There’s something about marriage that I don’t think we’ve gotten yet. We hear this term “oneness” and we I think we get the visual of “becoming one flesh,” at least on the physical level. But I think we’ve got to take it a whole lot further.
There’s something about “oneness” that involves taking every last part of that other person—even the ugly parts and the irritating mannerisms and the weaknesses—and embracing it ALL. Not just accepting it but actually allowing all of it to become part of YOU. Because now you and that other person are “one flesh.”
I think sometimes we recognize the things in our “other half” that we respect and admire, and we are willing to, to some extent, accept those characteristics as part of this new One we are creating. But we’d rather leave the nasty bits off to the side. So the broken parts, the moodiness, the selfishness, the weakness . . . those things are not going to be included in the coupled version of you.
There is a tremendous flaw in this thinking. Firstly, you can’t separate a person from himself or herself. Ultimately, we each have one soul. So we may be dissociated or broken inside, but we can’t simply cut those parts of our psyche off and carry on as half-souls. We are permanently connected to all of it.
It’s the same with our soul-mate. We can’t just marry the part that we like and keep the rest at a distance. It just won’t work. We have to take all of it in.

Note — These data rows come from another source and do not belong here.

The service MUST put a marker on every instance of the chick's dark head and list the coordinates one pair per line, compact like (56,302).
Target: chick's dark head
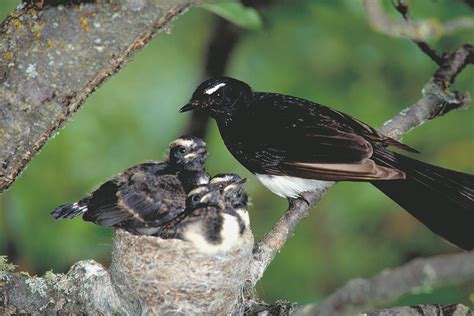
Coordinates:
(188,153)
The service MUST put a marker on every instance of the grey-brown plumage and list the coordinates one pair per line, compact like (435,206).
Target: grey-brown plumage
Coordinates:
(147,195)
(209,222)
(235,197)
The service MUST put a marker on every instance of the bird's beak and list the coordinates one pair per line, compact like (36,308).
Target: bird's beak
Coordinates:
(193,105)
(191,155)
(241,181)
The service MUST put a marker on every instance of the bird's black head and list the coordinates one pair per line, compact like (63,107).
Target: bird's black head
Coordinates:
(231,186)
(204,195)
(218,97)
(188,153)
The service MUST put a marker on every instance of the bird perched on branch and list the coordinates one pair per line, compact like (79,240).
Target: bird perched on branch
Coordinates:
(209,221)
(147,195)
(293,144)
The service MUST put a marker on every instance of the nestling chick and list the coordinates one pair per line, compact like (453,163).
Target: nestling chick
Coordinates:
(231,186)
(147,195)
(212,227)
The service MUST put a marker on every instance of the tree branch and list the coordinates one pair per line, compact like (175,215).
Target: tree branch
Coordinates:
(419,31)
(423,310)
(402,8)
(53,59)
(224,38)
(436,101)
(415,276)
(148,275)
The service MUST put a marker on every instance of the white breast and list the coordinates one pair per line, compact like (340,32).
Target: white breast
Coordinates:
(230,236)
(286,186)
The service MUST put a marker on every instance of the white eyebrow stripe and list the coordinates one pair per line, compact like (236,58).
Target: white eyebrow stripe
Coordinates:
(214,89)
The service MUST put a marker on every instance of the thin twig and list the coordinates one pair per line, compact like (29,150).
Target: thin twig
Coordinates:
(417,275)
(436,101)
(403,9)
(420,30)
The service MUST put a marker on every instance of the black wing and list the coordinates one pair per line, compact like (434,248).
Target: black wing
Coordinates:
(304,139)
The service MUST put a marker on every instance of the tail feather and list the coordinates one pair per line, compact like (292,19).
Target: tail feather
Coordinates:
(441,199)
(70,210)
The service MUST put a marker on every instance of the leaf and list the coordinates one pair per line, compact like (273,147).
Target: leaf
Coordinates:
(237,13)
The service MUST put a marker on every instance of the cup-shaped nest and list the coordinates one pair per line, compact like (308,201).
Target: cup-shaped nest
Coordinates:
(171,277)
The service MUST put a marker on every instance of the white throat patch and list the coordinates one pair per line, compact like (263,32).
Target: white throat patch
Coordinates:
(286,186)
(213,89)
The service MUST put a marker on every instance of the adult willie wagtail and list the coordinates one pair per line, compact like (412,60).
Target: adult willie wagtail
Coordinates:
(293,144)
(145,196)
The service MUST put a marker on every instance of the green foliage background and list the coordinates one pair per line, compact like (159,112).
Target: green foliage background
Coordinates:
(320,50)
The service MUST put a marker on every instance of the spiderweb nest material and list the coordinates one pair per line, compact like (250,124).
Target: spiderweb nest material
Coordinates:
(170,277)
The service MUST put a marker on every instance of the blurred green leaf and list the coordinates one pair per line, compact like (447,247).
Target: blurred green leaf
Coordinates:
(237,13)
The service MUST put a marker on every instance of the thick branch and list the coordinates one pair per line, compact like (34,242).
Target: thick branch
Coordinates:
(53,59)
(417,275)
(148,275)
(436,101)
(423,310)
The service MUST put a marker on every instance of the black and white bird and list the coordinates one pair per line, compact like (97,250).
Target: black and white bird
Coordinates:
(147,195)
(232,187)
(208,222)
(293,144)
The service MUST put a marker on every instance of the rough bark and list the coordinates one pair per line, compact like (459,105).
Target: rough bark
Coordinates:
(148,275)
(169,277)
(53,59)
(390,284)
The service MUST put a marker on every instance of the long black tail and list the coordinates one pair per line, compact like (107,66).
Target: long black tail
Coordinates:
(442,199)
(70,210)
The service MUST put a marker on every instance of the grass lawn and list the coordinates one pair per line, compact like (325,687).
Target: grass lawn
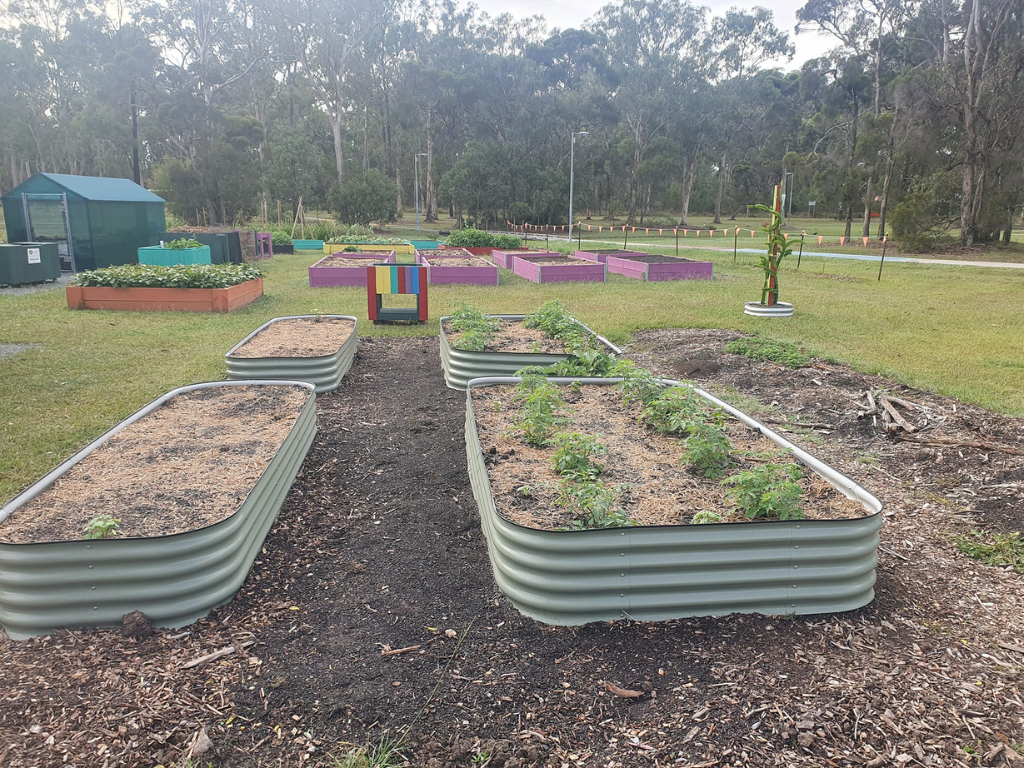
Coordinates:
(953,330)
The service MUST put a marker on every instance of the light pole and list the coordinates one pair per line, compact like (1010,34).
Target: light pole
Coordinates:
(571,169)
(416,159)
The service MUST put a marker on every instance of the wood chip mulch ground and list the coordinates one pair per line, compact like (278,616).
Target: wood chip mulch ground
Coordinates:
(372,608)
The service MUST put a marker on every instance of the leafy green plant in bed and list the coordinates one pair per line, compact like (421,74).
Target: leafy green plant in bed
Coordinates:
(768,492)
(576,454)
(766,349)
(476,330)
(181,244)
(594,505)
(541,410)
(674,411)
(707,450)
(997,549)
(179,275)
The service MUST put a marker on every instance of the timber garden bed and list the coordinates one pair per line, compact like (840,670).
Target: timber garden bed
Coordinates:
(457,266)
(346,269)
(163,514)
(314,348)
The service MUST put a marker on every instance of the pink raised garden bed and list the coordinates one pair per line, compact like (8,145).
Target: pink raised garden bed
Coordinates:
(656,268)
(457,265)
(345,269)
(541,266)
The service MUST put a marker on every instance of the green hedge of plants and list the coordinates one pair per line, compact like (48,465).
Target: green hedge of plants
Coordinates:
(179,275)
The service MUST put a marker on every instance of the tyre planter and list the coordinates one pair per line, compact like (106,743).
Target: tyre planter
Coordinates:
(462,365)
(565,268)
(324,372)
(781,309)
(403,248)
(160,256)
(174,580)
(637,266)
(165,299)
(332,272)
(569,578)
(448,267)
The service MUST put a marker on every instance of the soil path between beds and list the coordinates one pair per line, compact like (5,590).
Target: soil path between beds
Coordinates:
(379,549)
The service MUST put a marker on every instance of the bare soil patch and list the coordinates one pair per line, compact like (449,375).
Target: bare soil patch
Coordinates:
(298,337)
(187,465)
(660,491)
(373,607)
(513,336)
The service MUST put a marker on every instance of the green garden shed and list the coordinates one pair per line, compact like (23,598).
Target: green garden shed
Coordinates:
(95,221)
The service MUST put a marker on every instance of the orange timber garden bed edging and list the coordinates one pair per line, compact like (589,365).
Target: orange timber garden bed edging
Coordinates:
(165,299)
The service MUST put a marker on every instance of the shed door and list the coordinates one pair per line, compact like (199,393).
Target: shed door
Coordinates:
(46,220)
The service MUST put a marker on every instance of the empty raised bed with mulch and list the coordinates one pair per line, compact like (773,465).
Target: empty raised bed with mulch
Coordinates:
(316,348)
(663,565)
(192,482)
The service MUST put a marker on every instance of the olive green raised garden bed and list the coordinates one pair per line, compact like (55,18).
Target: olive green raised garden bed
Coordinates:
(659,572)
(325,372)
(462,365)
(174,579)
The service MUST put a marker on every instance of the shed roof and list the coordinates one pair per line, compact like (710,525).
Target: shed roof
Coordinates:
(100,187)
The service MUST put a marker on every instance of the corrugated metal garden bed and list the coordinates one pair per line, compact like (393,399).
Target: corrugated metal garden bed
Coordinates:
(660,571)
(325,372)
(462,365)
(177,578)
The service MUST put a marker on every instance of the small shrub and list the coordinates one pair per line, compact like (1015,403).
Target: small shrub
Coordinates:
(178,275)
(674,411)
(594,505)
(574,457)
(999,549)
(540,414)
(102,526)
(765,349)
(707,450)
(705,517)
(769,492)
(181,244)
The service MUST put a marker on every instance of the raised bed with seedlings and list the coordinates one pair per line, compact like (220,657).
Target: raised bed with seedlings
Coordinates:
(550,266)
(346,269)
(646,499)
(192,288)
(315,348)
(456,265)
(474,344)
(163,514)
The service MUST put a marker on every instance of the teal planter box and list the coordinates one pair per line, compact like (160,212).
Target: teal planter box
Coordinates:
(24,263)
(159,256)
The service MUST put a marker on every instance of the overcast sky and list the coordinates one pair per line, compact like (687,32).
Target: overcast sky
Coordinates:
(566,13)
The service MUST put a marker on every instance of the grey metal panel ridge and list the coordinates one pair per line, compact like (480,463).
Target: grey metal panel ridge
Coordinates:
(462,365)
(174,580)
(324,372)
(670,571)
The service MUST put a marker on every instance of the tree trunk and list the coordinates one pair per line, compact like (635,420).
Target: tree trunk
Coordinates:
(721,186)
(868,200)
(691,162)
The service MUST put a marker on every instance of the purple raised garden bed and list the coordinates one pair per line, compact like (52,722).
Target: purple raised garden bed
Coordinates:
(345,269)
(602,255)
(450,266)
(657,268)
(564,268)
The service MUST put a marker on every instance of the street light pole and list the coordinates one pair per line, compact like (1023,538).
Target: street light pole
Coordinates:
(416,159)
(571,173)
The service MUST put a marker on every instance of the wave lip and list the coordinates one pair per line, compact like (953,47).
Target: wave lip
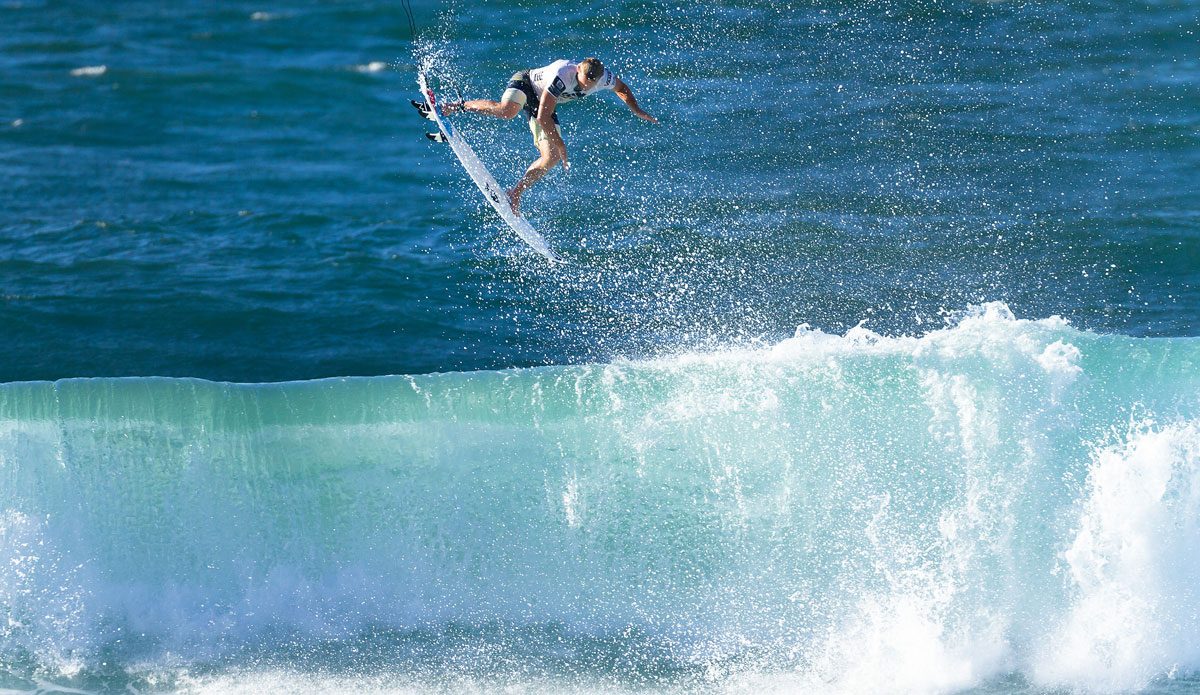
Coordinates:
(837,513)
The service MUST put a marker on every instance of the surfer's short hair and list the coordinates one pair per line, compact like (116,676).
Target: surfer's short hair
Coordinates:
(592,67)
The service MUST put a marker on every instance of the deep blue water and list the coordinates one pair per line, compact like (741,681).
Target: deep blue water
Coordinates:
(875,367)
(234,198)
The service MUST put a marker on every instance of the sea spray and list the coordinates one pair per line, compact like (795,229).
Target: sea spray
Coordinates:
(839,514)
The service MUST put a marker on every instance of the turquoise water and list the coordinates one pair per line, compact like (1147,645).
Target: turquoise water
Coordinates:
(875,370)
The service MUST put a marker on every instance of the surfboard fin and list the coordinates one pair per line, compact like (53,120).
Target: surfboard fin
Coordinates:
(423,108)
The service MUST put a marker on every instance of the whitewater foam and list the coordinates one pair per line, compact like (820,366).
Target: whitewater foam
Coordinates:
(835,514)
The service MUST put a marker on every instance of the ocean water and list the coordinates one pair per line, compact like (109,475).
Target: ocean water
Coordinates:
(876,367)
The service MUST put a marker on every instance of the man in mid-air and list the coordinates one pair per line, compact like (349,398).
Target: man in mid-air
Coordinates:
(539,91)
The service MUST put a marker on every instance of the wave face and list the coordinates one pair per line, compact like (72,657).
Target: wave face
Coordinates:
(1001,498)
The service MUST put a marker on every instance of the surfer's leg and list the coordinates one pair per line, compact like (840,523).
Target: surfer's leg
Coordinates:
(537,171)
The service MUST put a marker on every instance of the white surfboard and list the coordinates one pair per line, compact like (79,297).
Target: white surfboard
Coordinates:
(497,196)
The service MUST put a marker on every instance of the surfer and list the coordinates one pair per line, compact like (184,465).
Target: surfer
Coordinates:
(538,93)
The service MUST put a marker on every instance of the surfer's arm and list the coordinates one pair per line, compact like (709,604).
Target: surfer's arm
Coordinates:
(627,95)
(546,120)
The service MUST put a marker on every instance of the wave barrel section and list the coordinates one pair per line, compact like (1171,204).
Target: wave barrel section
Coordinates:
(999,501)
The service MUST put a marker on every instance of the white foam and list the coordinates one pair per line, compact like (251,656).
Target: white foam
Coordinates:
(1133,567)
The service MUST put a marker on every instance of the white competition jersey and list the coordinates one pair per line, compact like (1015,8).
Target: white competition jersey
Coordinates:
(558,78)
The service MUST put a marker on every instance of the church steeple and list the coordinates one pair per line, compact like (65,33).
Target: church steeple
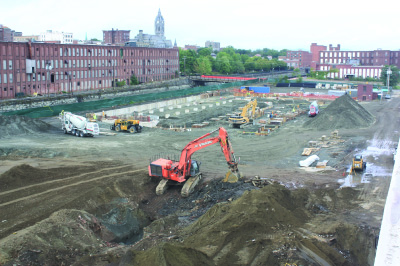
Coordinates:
(159,24)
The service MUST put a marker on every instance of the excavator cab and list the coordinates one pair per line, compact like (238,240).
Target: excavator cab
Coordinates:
(358,163)
(195,168)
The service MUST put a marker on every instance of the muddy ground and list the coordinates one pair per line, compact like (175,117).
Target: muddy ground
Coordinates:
(66,200)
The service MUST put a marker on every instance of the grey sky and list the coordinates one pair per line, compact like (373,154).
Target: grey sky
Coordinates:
(250,24)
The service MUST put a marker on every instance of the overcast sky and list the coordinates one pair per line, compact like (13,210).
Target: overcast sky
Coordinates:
(249,24)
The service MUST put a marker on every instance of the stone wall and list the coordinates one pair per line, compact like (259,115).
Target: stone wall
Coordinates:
(85,96)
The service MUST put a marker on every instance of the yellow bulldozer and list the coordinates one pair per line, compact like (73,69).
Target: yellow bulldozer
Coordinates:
(129,125)
(243,117)
(358,164)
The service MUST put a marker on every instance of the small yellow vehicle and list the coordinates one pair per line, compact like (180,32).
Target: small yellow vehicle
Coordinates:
(129,125)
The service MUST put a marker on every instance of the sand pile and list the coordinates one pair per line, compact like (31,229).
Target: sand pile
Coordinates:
(17,125)
(344,112)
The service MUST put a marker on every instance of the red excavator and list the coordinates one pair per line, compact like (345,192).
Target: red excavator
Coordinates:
(187,171)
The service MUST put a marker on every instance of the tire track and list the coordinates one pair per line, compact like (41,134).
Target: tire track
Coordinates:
(60,180)
(67,186)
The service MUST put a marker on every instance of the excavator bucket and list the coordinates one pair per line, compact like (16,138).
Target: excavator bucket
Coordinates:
(231,177)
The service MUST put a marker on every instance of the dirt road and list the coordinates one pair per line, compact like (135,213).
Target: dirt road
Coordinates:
(46,171)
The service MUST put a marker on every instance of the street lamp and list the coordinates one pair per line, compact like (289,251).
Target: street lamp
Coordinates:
(184,64)
(389,72)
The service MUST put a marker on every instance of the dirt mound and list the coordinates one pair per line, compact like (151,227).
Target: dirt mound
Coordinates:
(263,227)
(54,241)
(16,125)
(344,112)
(19,176)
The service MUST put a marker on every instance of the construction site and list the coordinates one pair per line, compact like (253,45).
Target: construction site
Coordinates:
(283,184)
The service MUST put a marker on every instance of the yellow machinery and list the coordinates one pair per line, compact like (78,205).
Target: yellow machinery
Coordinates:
(243,118)
(127,125)
(358,164)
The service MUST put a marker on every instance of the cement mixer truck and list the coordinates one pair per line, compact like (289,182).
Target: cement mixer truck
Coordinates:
(78,125)
(314,110)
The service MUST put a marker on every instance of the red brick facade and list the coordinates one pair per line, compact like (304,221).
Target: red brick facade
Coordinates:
(78,67)
(116,36)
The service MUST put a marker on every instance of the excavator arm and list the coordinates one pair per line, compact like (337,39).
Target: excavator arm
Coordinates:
(203,142)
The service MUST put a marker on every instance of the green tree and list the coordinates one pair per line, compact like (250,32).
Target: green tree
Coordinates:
(204,51)
(134,80)
(393,78)
(203,65)
(121,83)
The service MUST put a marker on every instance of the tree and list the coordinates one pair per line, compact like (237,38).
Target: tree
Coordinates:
(203,65)
(393,78)
(133,80)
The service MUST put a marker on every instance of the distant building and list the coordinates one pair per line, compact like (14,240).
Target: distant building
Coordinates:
(302,58)
(191,47)
(33,38)
(216,46)
(56,37)
(117,37)
(363,64)
(153,41)
(24,68)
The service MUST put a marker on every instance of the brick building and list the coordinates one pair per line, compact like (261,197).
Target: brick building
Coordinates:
(302,58)
(118,37)
(50,36)
(6,34)
(28,68)
(349,63)
(216,46)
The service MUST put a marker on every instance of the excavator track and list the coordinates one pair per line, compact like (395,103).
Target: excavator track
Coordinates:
(190,184)
(162,187)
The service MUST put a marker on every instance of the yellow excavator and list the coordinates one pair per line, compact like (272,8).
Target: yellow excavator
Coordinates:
(243,118)
(130,125)
(358,164)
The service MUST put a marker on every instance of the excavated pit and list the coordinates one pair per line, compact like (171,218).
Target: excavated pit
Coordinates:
(104,211)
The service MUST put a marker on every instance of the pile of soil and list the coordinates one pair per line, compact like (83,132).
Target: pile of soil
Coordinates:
(17,125)
(268,226)
(57,240)
(344,112)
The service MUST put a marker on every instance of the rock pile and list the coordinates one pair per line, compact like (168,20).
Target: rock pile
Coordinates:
(344,112)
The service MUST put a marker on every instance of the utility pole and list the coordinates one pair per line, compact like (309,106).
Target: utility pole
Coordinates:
(113,75)
(184,64)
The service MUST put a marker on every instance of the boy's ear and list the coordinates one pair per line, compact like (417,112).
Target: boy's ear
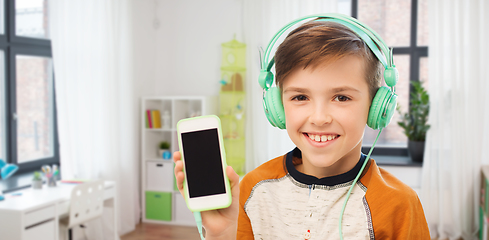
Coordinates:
(382,108)
(274,107)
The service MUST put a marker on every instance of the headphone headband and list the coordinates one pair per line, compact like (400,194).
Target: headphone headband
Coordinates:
(368,35)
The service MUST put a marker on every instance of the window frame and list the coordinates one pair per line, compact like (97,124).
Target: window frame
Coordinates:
(12,46)
(415,53)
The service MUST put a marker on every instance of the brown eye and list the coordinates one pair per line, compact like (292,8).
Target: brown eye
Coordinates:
(341,98)
(299,98)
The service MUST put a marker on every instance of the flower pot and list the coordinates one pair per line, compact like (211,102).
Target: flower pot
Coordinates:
(37,184)
(416,150)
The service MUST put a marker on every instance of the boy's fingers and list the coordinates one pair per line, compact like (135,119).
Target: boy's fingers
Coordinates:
(179,176)
(176,156)
(234,180)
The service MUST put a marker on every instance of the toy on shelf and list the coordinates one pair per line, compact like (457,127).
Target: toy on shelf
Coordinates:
(232,103)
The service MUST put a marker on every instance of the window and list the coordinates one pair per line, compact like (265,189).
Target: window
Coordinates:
(28,129)
(403,24)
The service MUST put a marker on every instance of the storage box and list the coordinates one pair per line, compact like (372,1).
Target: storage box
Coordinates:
(159,205)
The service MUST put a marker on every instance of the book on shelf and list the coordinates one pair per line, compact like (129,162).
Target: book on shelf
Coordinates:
(156,118)
(148,118)
(153,118)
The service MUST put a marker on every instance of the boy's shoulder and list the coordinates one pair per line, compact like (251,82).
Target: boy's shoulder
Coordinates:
(391,201)
(381,183)
(272,169)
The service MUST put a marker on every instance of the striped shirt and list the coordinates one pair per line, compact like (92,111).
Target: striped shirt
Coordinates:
(279,202)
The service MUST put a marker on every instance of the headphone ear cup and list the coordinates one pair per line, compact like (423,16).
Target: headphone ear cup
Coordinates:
(274,108)
(382,108)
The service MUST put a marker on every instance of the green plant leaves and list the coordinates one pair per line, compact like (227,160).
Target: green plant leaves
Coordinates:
(415,121)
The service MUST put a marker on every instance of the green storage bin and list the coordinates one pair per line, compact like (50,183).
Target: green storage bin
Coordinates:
(159,205)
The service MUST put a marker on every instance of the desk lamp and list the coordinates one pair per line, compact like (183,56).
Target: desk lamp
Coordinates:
(6,170)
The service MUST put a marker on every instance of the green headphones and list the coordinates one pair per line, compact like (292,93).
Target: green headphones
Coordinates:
(385,100)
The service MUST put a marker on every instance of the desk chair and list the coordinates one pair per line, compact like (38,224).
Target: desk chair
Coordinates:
(87,203)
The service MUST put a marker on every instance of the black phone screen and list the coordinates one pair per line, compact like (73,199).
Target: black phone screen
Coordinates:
(203,164)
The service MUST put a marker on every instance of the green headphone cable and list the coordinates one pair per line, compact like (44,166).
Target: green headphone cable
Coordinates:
(353,185)
(198,221)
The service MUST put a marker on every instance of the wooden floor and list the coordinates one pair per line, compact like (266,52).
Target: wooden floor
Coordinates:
(149,231)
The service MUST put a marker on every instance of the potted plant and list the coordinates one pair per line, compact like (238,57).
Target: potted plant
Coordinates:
(415,121)
(37,180)
(164,150)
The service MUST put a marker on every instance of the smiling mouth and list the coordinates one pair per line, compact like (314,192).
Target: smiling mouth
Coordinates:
(321,138)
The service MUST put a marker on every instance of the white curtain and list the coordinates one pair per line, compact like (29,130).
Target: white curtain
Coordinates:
(261,20)
(459,116)
(91,42)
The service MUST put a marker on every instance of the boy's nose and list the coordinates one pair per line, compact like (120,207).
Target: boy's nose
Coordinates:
(321,116)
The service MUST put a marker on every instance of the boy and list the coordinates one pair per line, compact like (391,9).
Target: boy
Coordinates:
(328,78)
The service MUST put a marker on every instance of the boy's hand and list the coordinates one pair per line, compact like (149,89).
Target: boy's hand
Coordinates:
(221,223)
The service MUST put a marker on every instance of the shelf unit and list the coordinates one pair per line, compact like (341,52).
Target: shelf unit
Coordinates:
(161,200)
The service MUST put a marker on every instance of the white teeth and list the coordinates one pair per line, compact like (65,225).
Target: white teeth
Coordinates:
(321,138)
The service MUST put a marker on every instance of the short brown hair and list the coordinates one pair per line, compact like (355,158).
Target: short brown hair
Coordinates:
(316,42)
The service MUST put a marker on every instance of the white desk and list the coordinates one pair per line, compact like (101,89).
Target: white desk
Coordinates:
(35,213)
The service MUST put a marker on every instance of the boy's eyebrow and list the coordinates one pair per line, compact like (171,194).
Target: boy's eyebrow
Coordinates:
(334,90)
(344,88)
(295,89)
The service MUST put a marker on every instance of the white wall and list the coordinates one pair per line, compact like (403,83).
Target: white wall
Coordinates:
(182,54)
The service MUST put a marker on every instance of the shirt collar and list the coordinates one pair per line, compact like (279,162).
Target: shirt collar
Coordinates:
(294,157)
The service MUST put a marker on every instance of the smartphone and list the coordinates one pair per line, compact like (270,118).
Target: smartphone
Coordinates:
(206,185)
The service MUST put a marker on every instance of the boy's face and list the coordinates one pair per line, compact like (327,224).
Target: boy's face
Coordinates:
(326,110)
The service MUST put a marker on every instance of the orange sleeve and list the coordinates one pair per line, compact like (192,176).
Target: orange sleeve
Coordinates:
(272,169)
(395,208)
(245,231)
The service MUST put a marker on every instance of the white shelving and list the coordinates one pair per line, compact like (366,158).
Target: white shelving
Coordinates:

The beauty of marriage is that my strengths will compensate for his weaknesses, and his strengths will compensate for mine. I can also teach him how to work through faulty reasoning and behaviour just as he teaches me to do the same. But, at the end of the day, as you’re lying there in bed, watching your partner sleep, you can’t disengage from everything you haven’t been able to “fix.” You’ve got to let every last ounce of it become a part of the new you.
I believe a husband and wife can become a complete picture—a reflection—of who God is. I believe that, if we truly became one, we would become a more perfect reflection of Him to the rest of the world. Because He created each of us in His own image, and each one of us is uniquely different. I know it’s not a popular idea these days, but males and females are different. I don’t think girls can do anything boys can do, and vice versa. I think there are certain strengths each gender has that are unique. I think the Creator planned it that way.
Some of us will live out our lives pursuing our dreams on our own. We will grow in intimacy with God and we will experience Him and channel His love to others all on our own.
Others will be presented with an opportunity to join with another soul. When that happens, I believe there is a powerful possibility—an almost untapped potential—to truly become one and to usher His love and His purpose to the world in a way that is much more impacting than if each of us did it on our own.
I think it’s one of the reasons that marriage has been so violently and completely opposed by the enemy of our souls.
One last thought. Just like everyone else on the planet, I have had my share of grief. I have mannerisms I wish I didn’t have, and I have ugliness that I try to keep at bay most of the time. It’s really just pain that part of me believes will never be understood. My husband’s willingness to embrace me—to absorb even that junk—into us, is the kind of courage that I think will actually end up healing me. It’s that powerful. And I think it’s what the Maker intended all along.